ENERGY-OPTIMIZED HIGH PERFORMANCE FFT PROCESSOR

Dongsuk Jeon1, Mingoo Seok1, Chaitali Chakrabarti2, David Blaauw1, Dennis Sylvester1

1Department of Electrical Engineering and Computer Science
   University of Michigan, Ann Arbor, MI, USA
2School of Electrical, Computer and Energy Engineering
   Arizona State University, Tempe, AZ, USA

ABSTRACT

This paper proposes an ultra low energy FFT processor suitable for sensor applications. The processor is based on R4MDC but achieves full utilization of computational elements. It has two parallel datapaths that increase throughput by a factor of 2 and also enable high memory utilization. The proposed design is implemented in 65nm CMOS technology and post-layout simulation including parasitic capacitances shows it achieves 9.25× higher energy efficiency than state-of-the-art FFT processors and high throughput relative to past subthreshold circuit implementations.

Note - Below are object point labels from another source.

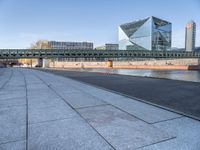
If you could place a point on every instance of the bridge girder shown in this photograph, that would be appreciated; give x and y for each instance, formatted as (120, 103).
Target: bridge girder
(60, 53)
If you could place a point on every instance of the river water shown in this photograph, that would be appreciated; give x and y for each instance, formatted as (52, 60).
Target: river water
(184, 75)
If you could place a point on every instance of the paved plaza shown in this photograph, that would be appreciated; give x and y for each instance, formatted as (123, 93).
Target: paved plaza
(43, 111)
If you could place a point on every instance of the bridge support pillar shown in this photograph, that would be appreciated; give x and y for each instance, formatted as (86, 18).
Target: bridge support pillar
(45, 63)
(40, 62)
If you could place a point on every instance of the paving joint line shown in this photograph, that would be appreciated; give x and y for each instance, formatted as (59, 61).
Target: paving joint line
(60, 119)
(167, 120)
(156, 143)
(93, 106)
(27, 117)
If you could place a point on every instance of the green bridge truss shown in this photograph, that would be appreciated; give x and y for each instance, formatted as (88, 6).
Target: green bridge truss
(60, 53)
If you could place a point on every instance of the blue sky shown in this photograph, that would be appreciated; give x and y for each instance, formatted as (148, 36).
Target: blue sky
(23, 22)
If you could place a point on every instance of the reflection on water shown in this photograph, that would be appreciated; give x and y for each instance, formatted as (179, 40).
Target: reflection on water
(184, 75)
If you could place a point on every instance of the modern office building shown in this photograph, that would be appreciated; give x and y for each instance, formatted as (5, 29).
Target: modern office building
(147, 34)
(110, 46)
(190, 33)
(70, 45)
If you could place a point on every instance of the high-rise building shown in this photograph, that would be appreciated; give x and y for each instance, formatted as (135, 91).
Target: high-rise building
(147, 34)
(190, 33)
(110, 46)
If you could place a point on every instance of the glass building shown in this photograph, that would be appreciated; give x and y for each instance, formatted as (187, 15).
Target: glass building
(148, 34)
(190, 33)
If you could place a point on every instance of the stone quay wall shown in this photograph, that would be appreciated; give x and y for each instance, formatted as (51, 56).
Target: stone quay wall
(182, 64)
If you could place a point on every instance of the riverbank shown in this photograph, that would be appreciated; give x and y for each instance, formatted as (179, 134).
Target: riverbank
(41, 111)
(170, 64)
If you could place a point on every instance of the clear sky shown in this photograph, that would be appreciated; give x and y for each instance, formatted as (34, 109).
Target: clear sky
(23, 22)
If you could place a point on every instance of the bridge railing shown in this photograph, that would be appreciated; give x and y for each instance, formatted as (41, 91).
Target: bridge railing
(57, 53)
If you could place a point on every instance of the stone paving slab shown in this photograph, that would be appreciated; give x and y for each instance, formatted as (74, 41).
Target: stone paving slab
(12, 102)
(80, 99)
(187, 130)
(67, 134)
(11, 132)
(50, 113)
(122, 130)
(18, 145)
(43, 102)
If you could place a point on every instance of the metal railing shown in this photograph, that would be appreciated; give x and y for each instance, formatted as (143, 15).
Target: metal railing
(60, 53)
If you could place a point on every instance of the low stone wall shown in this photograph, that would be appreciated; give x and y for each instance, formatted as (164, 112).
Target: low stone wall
(179, 62)
(183, 64)
(78, 64)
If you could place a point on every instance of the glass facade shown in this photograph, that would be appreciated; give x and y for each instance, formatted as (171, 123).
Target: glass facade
(147, 34)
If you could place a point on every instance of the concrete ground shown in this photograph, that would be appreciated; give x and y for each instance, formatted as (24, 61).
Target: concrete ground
(41, 111)
(179, 96)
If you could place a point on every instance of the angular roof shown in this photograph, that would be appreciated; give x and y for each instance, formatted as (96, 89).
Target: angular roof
(130, 28)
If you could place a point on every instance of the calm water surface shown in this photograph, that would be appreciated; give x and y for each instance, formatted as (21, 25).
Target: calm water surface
(184, 75)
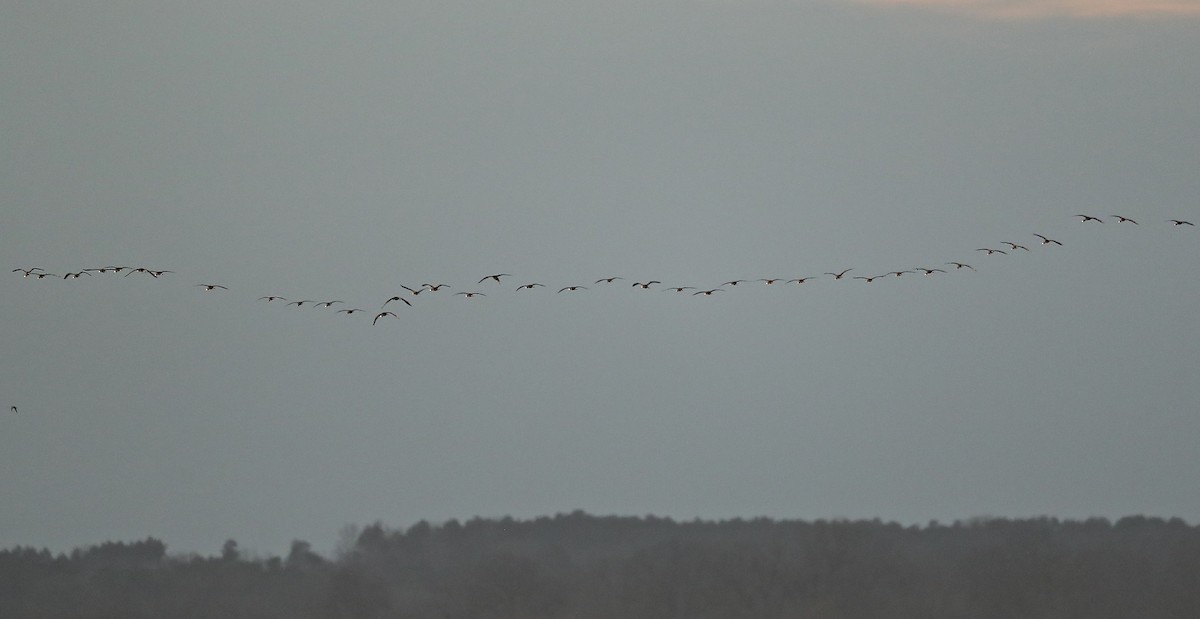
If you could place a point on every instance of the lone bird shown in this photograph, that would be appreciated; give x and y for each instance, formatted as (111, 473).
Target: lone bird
(381, 314)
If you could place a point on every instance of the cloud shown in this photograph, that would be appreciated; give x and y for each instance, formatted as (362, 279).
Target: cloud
(1044, 8)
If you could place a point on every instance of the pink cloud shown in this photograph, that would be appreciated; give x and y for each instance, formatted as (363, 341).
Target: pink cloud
(1042, 8)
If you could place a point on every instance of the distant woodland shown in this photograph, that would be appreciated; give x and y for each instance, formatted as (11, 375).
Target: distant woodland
(581, 566)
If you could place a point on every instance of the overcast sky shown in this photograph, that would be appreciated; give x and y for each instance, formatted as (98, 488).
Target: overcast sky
(322, 152)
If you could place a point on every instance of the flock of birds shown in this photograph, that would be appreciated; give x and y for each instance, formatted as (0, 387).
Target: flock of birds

Index Terms— Fast Fourier Transform, Pipelined architecture, Parallel-pipelined architecture, Energy-optimal design

1. INTRODUCTION

FFT (Fast Fourier Transform) is one of the major digital signal processing algorithms that is widely used in digital communication, speech processing and image processing applications. There has been renewed interest in FFT because of its application in mid- or high-performance sensor nodes that require audio recognition or relatively advanced communication schemes [1][2]. Although an FFT can be simply realized on a general purpose processor, standalone FFT co-processors are well suited to sensor nodes due to their higher energy efficiency [3].

For battery-powered sensor nodes, energy per operation is the key constraint, rather than power, and voltage scaling is an efficient way to achieve low-energy computation. While switching energy is reduced as voltage scales down, leakage dominates below some voltage and it limits energy-efficient operation especially in the subthreshold regime (where the operating voltage is less than the transistor threshold voltage). Aggressive voltage scaling also degrades performance due to an exponential rise in delay in the subthreshold regime, making it difficult to meet throughput requirements. For example, the subthreshold FFT processor in [4] operates at 10kHz and dissipates 45% of its energy as leakage at its energy-optimal point of 350mV.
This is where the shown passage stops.